With the theatrical release of ‘Hunger Games: Catching Fire’ a scant nine months away, director Francis Lawrence (‘I Am Legend,’ ‘Water for Elephants’) is keeping momentum at a feverish tracker-jacker pace and looking ahead to the adaptation of ‘Mockingjay’ for the big screen.
As seems to be all the rage these days, the third-and-final book of the series will be split into two parts, following the lead of action-packed ‘Harry Potter and the Deathly Hallows’ and brooding-montage-packed ‘The Twilight Saga: Breaking Dawn.’ Lawrence (not to be confused with lead actress Jennifer) took the directorial reins from Gary Ross, director of the first ‘Hunger Games,’ and will be directing the final three installments.Helga Esteb / Shutterstock.com
Word has it that Lionsgate approached screenwriter Danny Strong back in October to pen ‘Mockingjay, Part 1,’ and they seem to have liked it so much, they’re bringing him back on board for ‘Part 2.’ Strong, fresh off the heels of an Emmy win for his adaptation of HBO’s ‘Game Change,’ has a long-standing place in the hearts of ‘Buffy the Vampire Slayer’ fans as the sometimes misguided but always hilarious Jonathan Levinson.
The question on the minds of every fan of the series is: where will the final book be divided into two separate films? Some have called ‘Mockingjay’ the weakest book of the series, and although book length usually translates poorly to movie length, each ‘Hunger Games’ book has roughly the same number of pages, whereas ‘Harry Potter’ was known for its exponential rise with each subsequent tale. Others worry it will suffer a similar fate to ‘The Twilight Saga: Breaking Dawn’ which drew out Part 1 in favor of a final film with comparatively more action.
Considering the difficulty in discussing ‘Mockingjay’ when ‘Catching Fire’ hasn’t released yet, there are some spoilers ahead, so be forewarned!
Fans of the series know ‘Catching Fire’ throws us into yet another Hunger Games called the Quarter Quell, the morbidly special 75th year of the Games. In true “second-in-a-trilogy” fashion, this installment pulls an ‘Empire Strikes Back’ and ends with the fate of our heroes hanging in the balance. ‘Mockingjay’ opens in a world where the Capitol is even more evil than previously imagined, and the civilians’ only hope for survival is the rallying cry of a single girl.
The popular theory on the street is that ‘Mockingjay, Part 1’ will end after Katniss’ propaganda efforts are deemed not enough and the only course of action is to attack the Capitol. Without putting too fine a point on the fact that the book is structured well enough to be one film, since that’s not to be, this seems like an appropriate stopping point.

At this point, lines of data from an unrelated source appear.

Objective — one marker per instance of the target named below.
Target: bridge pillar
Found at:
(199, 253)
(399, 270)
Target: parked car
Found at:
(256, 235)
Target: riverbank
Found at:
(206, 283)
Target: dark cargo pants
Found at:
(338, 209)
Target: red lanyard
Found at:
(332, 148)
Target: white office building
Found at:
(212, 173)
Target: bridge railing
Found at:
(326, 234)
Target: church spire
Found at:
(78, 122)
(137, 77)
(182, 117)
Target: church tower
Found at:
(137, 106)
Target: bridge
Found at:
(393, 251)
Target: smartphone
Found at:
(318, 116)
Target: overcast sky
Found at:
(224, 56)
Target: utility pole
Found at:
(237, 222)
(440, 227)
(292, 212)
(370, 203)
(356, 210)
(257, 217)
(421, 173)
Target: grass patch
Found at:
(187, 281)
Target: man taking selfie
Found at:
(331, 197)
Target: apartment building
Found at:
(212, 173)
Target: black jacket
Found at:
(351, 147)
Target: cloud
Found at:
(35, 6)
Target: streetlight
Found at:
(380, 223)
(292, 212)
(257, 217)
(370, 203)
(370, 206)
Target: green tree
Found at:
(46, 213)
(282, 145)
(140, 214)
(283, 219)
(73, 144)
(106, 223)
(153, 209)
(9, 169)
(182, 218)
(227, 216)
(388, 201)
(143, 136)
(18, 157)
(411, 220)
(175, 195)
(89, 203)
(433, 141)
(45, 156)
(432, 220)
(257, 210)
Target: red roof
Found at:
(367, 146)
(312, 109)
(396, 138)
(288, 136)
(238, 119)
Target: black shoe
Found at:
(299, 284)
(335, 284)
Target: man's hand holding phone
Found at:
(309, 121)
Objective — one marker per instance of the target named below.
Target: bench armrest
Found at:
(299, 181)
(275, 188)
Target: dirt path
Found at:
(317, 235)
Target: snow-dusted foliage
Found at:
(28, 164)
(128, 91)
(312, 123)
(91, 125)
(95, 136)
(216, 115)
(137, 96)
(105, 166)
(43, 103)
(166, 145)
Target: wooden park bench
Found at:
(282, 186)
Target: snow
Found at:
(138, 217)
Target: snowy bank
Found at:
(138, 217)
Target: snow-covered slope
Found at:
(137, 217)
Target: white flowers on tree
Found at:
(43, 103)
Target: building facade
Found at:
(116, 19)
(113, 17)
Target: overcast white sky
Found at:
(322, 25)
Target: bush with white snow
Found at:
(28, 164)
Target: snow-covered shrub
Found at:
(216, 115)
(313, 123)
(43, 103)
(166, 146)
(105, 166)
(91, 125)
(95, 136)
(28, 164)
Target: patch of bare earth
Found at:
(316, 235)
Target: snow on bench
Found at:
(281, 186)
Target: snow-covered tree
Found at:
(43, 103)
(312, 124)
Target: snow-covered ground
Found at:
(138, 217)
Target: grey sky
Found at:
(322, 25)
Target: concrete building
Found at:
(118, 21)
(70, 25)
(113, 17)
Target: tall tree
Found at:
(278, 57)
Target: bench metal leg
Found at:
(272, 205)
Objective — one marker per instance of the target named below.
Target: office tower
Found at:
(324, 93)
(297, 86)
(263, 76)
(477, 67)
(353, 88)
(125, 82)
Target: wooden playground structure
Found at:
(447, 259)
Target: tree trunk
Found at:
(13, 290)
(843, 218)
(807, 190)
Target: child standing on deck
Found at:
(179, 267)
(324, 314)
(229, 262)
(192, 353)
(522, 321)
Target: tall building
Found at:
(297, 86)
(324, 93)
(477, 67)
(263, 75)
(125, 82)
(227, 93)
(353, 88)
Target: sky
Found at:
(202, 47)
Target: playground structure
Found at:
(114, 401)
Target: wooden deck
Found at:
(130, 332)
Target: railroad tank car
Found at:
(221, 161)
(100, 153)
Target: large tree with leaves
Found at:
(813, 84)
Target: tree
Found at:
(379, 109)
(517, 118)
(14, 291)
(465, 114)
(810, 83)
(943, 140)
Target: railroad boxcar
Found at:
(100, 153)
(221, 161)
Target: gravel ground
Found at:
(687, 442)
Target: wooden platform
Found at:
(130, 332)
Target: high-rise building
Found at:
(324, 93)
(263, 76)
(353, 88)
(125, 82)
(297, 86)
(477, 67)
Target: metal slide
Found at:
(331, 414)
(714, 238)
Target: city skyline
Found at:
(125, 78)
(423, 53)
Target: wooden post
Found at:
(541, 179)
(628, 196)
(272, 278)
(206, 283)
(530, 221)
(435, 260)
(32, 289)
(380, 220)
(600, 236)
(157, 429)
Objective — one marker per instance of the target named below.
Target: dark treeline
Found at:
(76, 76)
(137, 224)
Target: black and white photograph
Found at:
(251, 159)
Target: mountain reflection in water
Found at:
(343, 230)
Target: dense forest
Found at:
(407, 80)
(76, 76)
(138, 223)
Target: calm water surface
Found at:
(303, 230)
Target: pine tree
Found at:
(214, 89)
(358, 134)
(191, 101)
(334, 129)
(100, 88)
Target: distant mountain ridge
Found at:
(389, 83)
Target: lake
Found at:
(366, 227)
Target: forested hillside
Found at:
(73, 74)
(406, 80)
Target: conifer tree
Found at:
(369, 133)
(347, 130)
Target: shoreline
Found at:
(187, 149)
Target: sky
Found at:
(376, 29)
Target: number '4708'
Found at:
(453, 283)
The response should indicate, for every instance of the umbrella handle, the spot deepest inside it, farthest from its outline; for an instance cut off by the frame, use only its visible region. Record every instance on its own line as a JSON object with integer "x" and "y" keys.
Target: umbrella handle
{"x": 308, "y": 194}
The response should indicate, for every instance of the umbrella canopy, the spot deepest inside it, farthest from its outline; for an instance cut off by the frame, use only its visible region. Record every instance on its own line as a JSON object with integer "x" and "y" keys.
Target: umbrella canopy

If ‘Part 1’ got too much into the heart of the attacks, it might feel top-heavy and abrupt, leaving a shorter, though action-packed ‘Part 2’ with a sacrificed story-arc. Fans have speculated that the beginning of Peeta’s storyline might be a good stopping point for ‘Part 1,’ but that doesn’t leave a lot of meat for the first 120 minutes of the film. And there are no scenic ocean vistas or luxurious cabana scenes set to up-and-coming indie music, so it doesn’t seem appropriate to take a page from ‘Twilight Saga: Breaking Dawn’ and lengthen it via melodic reverie.
Snark aside, with the powerhouse combo of Francis Lawrence’s directing, Danny Strong’s writing, and the brilliant acting chops of Jennifer Lawrence, Stanley Tucci, and the rest of the cast, this series is positioned to exceed expectations for cinematic excellence.
‘The Hunger Games: Mockingjay: Part 1’ is scheduled to hit theaters in 2014, with ‘The Hunger Games: Mockingjay: Part 2’ sailing smoothly behind in 2015.